Ash Sakula operates wherever people are looking for creative design solutions to real problems in architecture, urbanism or landscape. They are imaginative, agile and friendly, dogged in the pursuit of beauty and in finding ways to do a lot with a little. They work on an unusually wide range of projects in Britain and overseas, including regeneration, he arts, education, creative industries, housing and public space.
The Big Picture
They are interested in the specific culture of a project and that is always their point of arrival and source of inspiration. They involve clients and users from the start, when ideas are fluid but particular enough to stimulate debate.

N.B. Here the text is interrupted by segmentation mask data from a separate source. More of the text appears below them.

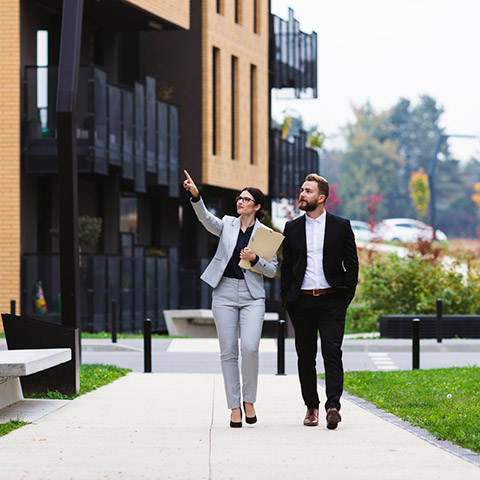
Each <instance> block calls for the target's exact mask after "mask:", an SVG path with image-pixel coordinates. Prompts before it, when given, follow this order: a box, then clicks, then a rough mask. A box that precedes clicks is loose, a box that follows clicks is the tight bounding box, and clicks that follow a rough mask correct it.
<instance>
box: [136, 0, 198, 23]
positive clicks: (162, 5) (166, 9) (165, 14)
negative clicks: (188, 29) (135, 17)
mask: <svg viewBox="0 0 480 480" xmlns="http://www.w3.org/2000/svg"><path fill="white" fill-rule="evenodd" d="M127 1H128V3H131V4H132V5H135V6H136V7H139V8H141V9H143V10H146V11H147V12H150V13H152V14H154V15H156V16H157V17H161V18H163V19H164V20H167V21H168V22H171V23H173V24H175V25H178V26H180V27H183V28H185V29H189V28H190V0H127ZM192 1H196V2H198V1H203V0H192Z"/></svg>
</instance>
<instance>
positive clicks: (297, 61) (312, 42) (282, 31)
mask: <svg viewBox="0 0 480 480" xmlns="http://www.w3.org/2000/svg"><path fill="white" fill-rule="evenodd" d="M269 52H270V53H269V56H270V58H269V64H270V67H269V68H270V88H290V89H294V96H295V97H301V96H306V94H307V95H308V94H310V96H311V97H312V98H317V34H316V32H312V33H311V34H307V33H304V32H302V31H301V30H300V24H299V22H298V21H297V20H296V19H295V17H294V14H293V10H292V9H291V8H289V10H288V20H283V19H282V18H280V17H278V16H276V15H270V48H269Z"/></svg>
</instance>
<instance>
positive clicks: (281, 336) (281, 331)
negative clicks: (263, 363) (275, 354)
mask: <svg viewBox="0 0 480 480" xmlns="http://www.w3.org/2000/svg"><path fill="white" fill-rule="evenodd" d="M285 324H286V322H285V320H279V321H278V324H277V328H278V330H277V337H278V338H277V375H285Z"/></svg>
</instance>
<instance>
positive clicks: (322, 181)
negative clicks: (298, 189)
mask: <svg viewBox="0 0 480 480" xmlns="http://www.w3.org/2000/svg"><path fill="white" fill-rule="evenodd" d="M305 181H306V182H317V185H318V191H319V192H320V194H321V195H325V201H327V198H328V194H329V193H330V186H329V185H328V182H327V180H325V179H324V178H323V177H321V176H320V175H317V174H316V173H309V174H308V175H307V176H306V177H305Z"/></svg>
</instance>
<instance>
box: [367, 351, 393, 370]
mask: <svg viewBox="0 0 480 480" xmlns="http://www.w3.org/2000/svg"><path fill="white" fill-rule="evenodd" d="M368 356H369V357H370V359H371V360H372V362H373V363H374V364H375V367H377V370H398V366H397V365H395V362H394V361H393V360H392V359H391V358H390V355H388V353H386V352H369V353H368Z"/></svg>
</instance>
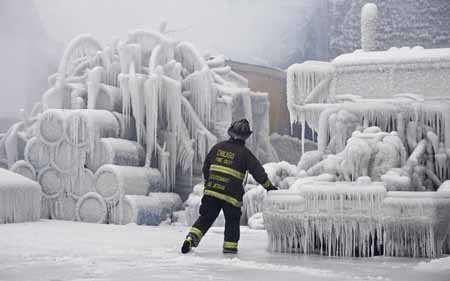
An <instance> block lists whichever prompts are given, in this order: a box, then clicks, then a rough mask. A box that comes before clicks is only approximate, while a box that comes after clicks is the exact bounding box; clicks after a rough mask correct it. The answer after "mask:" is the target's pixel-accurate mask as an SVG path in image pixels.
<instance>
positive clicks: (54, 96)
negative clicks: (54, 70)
mask: <svg viewBox="0 0 450 281" xmlns="http://www.w3.org/2000/svg"><path fill="white" fill-rule="evenodd" d="M63 102H64V100H63V96H62V94H61V91H60V90H59V89H56V88H50V89H48V90H47V91H46V92H45V93H44V94H43V95H42V105H43V109H44V110H47V109H57V108H63Z"/></svg>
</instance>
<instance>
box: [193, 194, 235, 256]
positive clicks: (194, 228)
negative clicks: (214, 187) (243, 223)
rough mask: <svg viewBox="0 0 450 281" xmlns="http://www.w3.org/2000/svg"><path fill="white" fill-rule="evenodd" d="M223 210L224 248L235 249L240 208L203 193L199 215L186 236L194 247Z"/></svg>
mask: <svg viewBox="0 0 450 281" xmlns="http://www.w3.org/2000/svg"><path fill="white" fill-rule="evenodd" d="M220 210H223V214H224V215H225V233H224V242H223V248H224V249H237V247H238V241H239V236H240V229H239V225H240V219H241V208H238V207H236V206H233V205H231V204H230V203H228V202H225V201H223V200H220V199H218V198H215V197H212V196H208V195H204V196H203V198H202V203H201V205H200V217H199V218H198V219H197V221H196V222H195V223H194V225H193V226H192V227H191V229H190V231H189V234H188V236H190V237H191V238H192V240H193V244H194V247H197V245H198V243H199V242H200V240H201V239H202V237H203V236H204V235H205V234H206V232H207V231H208V229H209V228H210V227H211V225H212V224H213V223H214V221H215V220H216V218H217V216H218V215H219V213H220Z"/></svg>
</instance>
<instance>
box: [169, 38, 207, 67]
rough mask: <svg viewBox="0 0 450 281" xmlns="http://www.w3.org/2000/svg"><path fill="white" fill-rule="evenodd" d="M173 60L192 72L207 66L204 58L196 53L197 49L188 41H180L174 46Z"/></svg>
mask: <svg viewBox="0 0 450 281" xmlns="http://www.w3.org/2000/svg"><path fill="white" fill-rule="evenodd" d="M175 60H176V61H178V62H179V63H181V65H182V66H183V67H184V68H185V69H186V70H187V71H188V73H192V72H194V71H199V70H202V69H203V68H204V67H207V65H206V62H205V59H204V58H203V57H202V56H200V55H199V54H198V51H197V49H196V48H195V47H194V45H192V44H191V43H189V42H180V43H179V44H178V45H177V46H176V48H175Z"/></svg>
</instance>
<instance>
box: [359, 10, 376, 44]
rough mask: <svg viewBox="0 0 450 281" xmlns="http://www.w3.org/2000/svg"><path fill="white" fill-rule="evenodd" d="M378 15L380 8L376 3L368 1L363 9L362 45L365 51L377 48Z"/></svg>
mask: <svg viewBox="0 0 450 281" xmlns="http://www.w3.org/2000/svg"><path fill="white" fill-rule="evenodd" d="M377 16H378V8H377V6H376V5H375V4H372V3H367V4H365V5H364V6H363V8H362V11H361V47H362V49H363V50H364V51H365V52H373V51H376V49H377V38H376V36H377Z"/></svg>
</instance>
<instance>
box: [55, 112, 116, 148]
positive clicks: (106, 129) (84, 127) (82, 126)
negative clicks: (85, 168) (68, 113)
mask: <svg viewBox="0 0 450 281" xmlns="http://www.w3.org/2000/svg"><path fill="white" fill-rule="evenodd" d="M120 129H121V126H120V124H119V121H118V119H117V118H116V116H115V115H114V114H113V113H111V112H109V111H105V110H90V109H85V110H74V111H71V113H70V115H69V116H68V117H67V118H66V120H65V122H64V134H65V138H66V140H67V141H68V142H69V143H70V144H72V145H75V146H77V147H80V148H81V147H84V146H87V145H88V146H89V152H90V153H92V152H94V149H95V147H96V145H97V144H98V141H99V140H100V138H102V137H105V138H106V137H118V136H119V134H120V133H121V132H120Z"/></svg>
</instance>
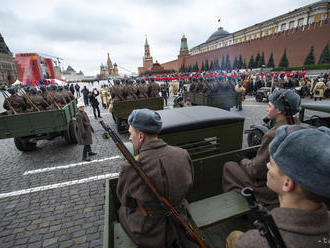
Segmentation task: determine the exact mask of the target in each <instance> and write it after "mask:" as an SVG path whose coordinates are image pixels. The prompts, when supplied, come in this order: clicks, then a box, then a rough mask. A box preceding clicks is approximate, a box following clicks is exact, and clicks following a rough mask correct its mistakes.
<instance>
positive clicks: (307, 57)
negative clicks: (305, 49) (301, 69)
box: [304, 46, 315, 65]
mask: <svg viewBox="0 0 330 248" xmlns="http://www.w3.org/2000/svg"><path fill="white" fill-rule="evenodd" d="M314 64H315V57H314V46H311V50H310V51H309V53H308V55H307V57H306V59H305V62H304V65H314Z"/></svg>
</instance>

They enjoy the challenge of testing the brief to its limits and a trampoline of strong opinion to work with. They are also curious and energetic in pursuing design options but opinionated and decisive when the time comes to move forward.
The Inside Picture
Lots of our energy goes into finding a sensory calm, equilibrium in scale, and the right visual ‘loudness’ for the elements of our architecture. Equally as important are the tactile qualities of the materials they suggest, the way sounds live and die in a space, the way a room smells when you walk in to it. They make sure that things that slide slide, things that shine don’t buzz, and that water stays in the right places. They pursue constructional innovation at the same time as often rediscovering the cleverness and relevance of traditional solutions. Sometimes they are phantom architects whose interventions are nearly invisible.
The Longer Picture
Feedback loops and continuing relationships are vital in architectural development. Each project learns from the one before. The best way to achieve sustainability is not simply to choose ‘green’ materials but to recognise that building is by its nature a counter ecology.
There is a need to make buildings that are clever enough, flexible enough and simple enough to outlive transient uses. This approach makes best use of the embodied energy of a building: the current view of life expectancy in architecture is too short.